Wednesday, July 12, 2006

Amazing what can be achieved when necessary

Two years ago I was writing a novel called Nikolai Dante: The Strangelove Gambit, based on the popular swashbuckling rogue from weekly British comic 2000 AD. Publisher Black Flame was expecting a 70,000 word manuscript, I had ten days left until my deadline and only 35,000 words already written. So, what did I do? Went south to visit the in-laws for the weekend, staying in a very nice B&B at Pangbourne. It's a lovely village and came in handy when I was plotting a Sarah Jane Smith audio drama the following year, but that's not entirely relevant. Or, indeed, at all.

So, come Monday morning I had seven days left and a minimum of 35,000 words to write. IIRC, I was endeavouring to lose three stone in weight that summer [successfully, to my surprise], so I stopped working at four every afternoon to exercise for half an hour and take a bath. I like to start work at the top of the hour, so had to begin at 9am or risk losing an hour to my stupid, irrational superstition. In total that left me with seven working hours a day, with lunch to be squeezed into that time. I try to keep office hours and not work at weekends - working from home makes it all too easy for your profession to seep outwards and consume your personal life. Being disciplined about keeping office hours [and getting work done in that time] stops me feeling guilty for not working the rest of the time when I'm at home.

So, seven hours a day and five days to produce at least 35,000 words - not to mention giving them a good cut and polish at some point during the following Monday. Not easy, but theoretically possible, I thought. In the past I'd produced 7000 words of fiction in a day, usually when thrashing my way to the end of a novel and the momentum of my story was carrying me forwards like a wave tossing a toddler towards a beach. But there were a couple of other factors in play...

It was July and - unusually for Scotland - summer had arrived. That week was a scorcher: blistering sunshine, searing heat, hot, hot, hot, hot and hot. No problems, you say. Put on a pair of shorts, open a few windows, drink plenty of liquids. Of course, that's what I did. But then I couldn't shut the windows, because the outside of the house was being painted by two men in a cherry picker, its engine chugging away noisily outside my office all bloody day. Get some earplugs, you say, put on some music, block them out. Of course, that's what I tried to do.

But the ambient noise of the cherry picker's chugging engine was already being overwhelmed by the fact a dozen men from the local council had chosen that week to dig up the pavement outside the house. Now, I live in a rural town, not much bigger than a village [but larger than both a hamlet and a break basket]. A car drives past about once every ten minutes. I can tell when a tactor's going by thirty seconds before it does, so slight is the amount of noise round here. Visitors from London complain the dawn chorus of birds is too noisy - but they've never heard the dawn chorus before, due to the quiet cacophony that is like in London.

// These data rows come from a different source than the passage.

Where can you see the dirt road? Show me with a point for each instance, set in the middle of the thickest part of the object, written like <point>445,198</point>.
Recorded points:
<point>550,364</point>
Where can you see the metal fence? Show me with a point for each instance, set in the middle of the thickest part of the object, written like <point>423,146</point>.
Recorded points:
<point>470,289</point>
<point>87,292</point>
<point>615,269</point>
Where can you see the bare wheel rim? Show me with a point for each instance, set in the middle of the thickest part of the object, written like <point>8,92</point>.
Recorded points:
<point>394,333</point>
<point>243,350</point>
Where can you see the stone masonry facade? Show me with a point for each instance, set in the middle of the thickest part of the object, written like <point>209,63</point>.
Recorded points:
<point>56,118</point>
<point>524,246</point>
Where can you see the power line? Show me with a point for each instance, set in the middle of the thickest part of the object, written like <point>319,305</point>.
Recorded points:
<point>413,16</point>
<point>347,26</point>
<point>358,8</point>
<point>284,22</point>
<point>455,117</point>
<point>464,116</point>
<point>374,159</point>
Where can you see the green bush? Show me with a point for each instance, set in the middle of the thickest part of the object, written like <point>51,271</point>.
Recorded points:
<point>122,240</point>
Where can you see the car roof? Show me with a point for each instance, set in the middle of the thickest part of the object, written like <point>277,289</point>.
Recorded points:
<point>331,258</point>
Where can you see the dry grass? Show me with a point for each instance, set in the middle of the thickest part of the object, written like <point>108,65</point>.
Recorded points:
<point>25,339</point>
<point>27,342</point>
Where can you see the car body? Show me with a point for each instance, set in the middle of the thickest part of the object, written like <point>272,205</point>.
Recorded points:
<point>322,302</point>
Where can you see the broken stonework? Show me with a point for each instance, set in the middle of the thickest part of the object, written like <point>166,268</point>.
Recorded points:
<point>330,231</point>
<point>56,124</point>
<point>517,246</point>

So, blistering heat, chugging cherry picker engine, jackhammers and a road crew, all conspiring to dissuade me from trying to meet my deadline. Despite all of that, I wrote seven thousand words a day for five days in a row. I took Saturday off, came up with another few thousand words on Sunday morning and then sub-edited the whole novel by 4 on Monday afternoon. The book was delivered on time and is probably one of my better efforts. [Honour Be Damned is my favourite of the Dante novels, because I'd gotten a good handle on the charcters. Plus, how can you go wrong writing a story that effectively retells The 39 Steps with Han Solo and Emma Peel in the lead roles? You can't, it's that simple.]

You know that bit in Back to the Future where Doc Brown keeps saying you can accomplish anything if you put your mind to it? He's right. It can be bloody hard work and requires a lot of teeth-gritting determination, but you can do it. And the moral of that anecdote? It's time to knuckle down and do some work. Onwards!